It also doesn't help that Rust keeps on pushing on the idea that "static linking is the only way to go". This is another cargo-cult which I wish didn't end up being engrained so deep in the toolchain because while it has some merits, it also has significant drawbacks of a typical unix distribution.
Static linking might be good for folks distributing a single server binary over a fleet of machines (pretty much like Go's primary use case), or a company that only cares about a single massive binary containing the OS itself (the browser), but it stops "being cool" very quickly on a typical *nix system if you plan to have hundreds of rust tools lying around.
Size _matters_ once you have a few thousands binaries on your system (mine has short of 6k), think about the memory requirements of caching vs cold-starting each, and running those and how patching for bug or vulnerabilities will pan out.
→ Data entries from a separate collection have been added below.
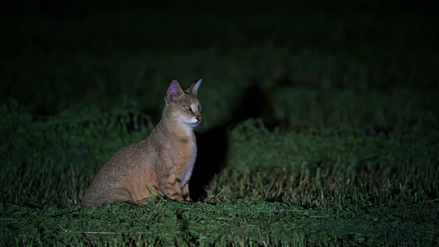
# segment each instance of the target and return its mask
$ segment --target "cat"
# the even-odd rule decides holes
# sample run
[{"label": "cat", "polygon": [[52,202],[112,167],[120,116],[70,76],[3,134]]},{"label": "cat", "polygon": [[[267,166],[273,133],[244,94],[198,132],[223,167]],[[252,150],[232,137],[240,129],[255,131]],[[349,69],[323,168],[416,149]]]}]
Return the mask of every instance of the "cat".
[{"label": "cat", "polygon": [[189,201],[189,181],[197,156],[193,128],[202,120],[197,98],[202,78],[182,90],[173,80],[162,117],[148,137],[122,148],[102,167],[84,198],[84,207],[126,201],[145,204],[161,196]]}]

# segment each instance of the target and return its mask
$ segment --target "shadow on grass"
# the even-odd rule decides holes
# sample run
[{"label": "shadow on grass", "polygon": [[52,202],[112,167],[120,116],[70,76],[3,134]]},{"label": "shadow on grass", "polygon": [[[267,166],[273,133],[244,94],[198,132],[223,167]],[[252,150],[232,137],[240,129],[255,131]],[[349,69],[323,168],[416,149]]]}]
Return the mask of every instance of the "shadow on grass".
[{"label": "shadow on grass", "polygon": [[197,134],[197,161],[189,183],[191,198],[193,201],[206,196],[204,187],[227,163],[228,128],[248,118],[260,117],[265,105],[265,97],[255,84],[244,93],[232,122]]}]

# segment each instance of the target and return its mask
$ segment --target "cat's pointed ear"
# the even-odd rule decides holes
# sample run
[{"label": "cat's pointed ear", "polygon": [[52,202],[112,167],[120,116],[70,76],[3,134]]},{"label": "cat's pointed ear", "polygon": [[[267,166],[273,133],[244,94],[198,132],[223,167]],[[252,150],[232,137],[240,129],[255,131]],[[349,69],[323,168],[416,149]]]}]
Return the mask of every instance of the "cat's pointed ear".
[{"label": "cat's pointed ear", "polygon": [[186,89],[186,93],[192,93],[193,95],[197,96],[198,88],[200,87],[200,85],[201,85],[201,82],[202,82],[203,78],[200,78],[197,82],[193,84],[187,89]]},{"label": "cat's pointed ear", "polygon": [[183,90],[180,86],[180,84],[176,80],[171,82],[169,87],[167,88],[166,98],[168,101],[175,101],[178,99],[180,95],[183,93]]}]

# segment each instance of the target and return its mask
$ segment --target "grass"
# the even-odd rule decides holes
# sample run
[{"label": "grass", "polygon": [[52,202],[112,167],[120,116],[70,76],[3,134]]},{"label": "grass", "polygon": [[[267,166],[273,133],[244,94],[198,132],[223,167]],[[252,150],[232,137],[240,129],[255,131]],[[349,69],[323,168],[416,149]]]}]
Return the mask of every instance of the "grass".
[{"label": "grass", "polygon": [[82,208],[97,169],[144,138],[150,119],[120,109],[32,120],[19,108],[1,108],[2,245],[438,244],[439,132],[422,123],[270,131],[250,119],[230,130],[227,163],[200,200]]},{"label": "grass", "polygon": [[[104,3],[0,15],[0,246],[439,245],[434,13]],[[200,197],[80,207],[200,77]]]}]

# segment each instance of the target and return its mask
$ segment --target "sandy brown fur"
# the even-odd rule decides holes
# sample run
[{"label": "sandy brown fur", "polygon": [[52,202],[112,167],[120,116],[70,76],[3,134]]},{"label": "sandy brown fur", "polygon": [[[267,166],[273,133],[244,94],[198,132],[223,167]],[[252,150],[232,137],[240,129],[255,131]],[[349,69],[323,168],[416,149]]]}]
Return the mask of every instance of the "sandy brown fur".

There's a reason dynamic linkage was introduced and it's _still_ worth it today.
And rebuilding isn't cheap in storage requirements either: a typical cargo package will require a few hundred megabytes of storage, likely for _each_ rebuild.
Two days ago I rebuilt the seemingly innocuous weechat-discord: the build tree takes about 850mb on disk, with a resulting binary of 30mb. By comparison, the latest emacs binary from git rebuilds in a 1/10 of the time with all the features enabled, the build tree weights 150mb (most of which are lisp sources+elc) with a results in a binary of 9mb, not stripped.
I don't think the position of the language teams is that static linking is better than dynamic linking. I think that static linking is a significantly easier target for a relatively new language whose _novel_ features make it difficult to define a stable ABI.
Under the very specific constraints that Rust is operating in, static linking is currently the best option.
That said, I wouldn't mind seeing some kind of ABI guarantees that make dynamic linking possible. https://gankra.github.io/blah/swift-abi/ is a great, accessible read on some of the challenges of making a stable ABI, so I certainly don't expect it SOON.
I do wonder if there is some scheme that could be adopted in a performant way for making the ABI stable as of the Rust Edition, even if it were only for core and std, statically linking everything else?
Deployability really should be king. I hinted at this in my other post, but I don't think quite enough people think about this.
Static linking makes your deployability worries go away. That's not to say that isn't at least possible with dynamic linking, but the complexity and gymnastics will sink you. Everyone gets bit by it eventually.
Eh, even with Rust's static linking, that's not a guarantee that there will be no worries with deployment. Most SSL libraries in Rust, for instance, currently link to (Open/Libre)SSL dynamically. So you often can't take a Rust binary compiled on a distro with one version of the SSL library, to another distro with a different version.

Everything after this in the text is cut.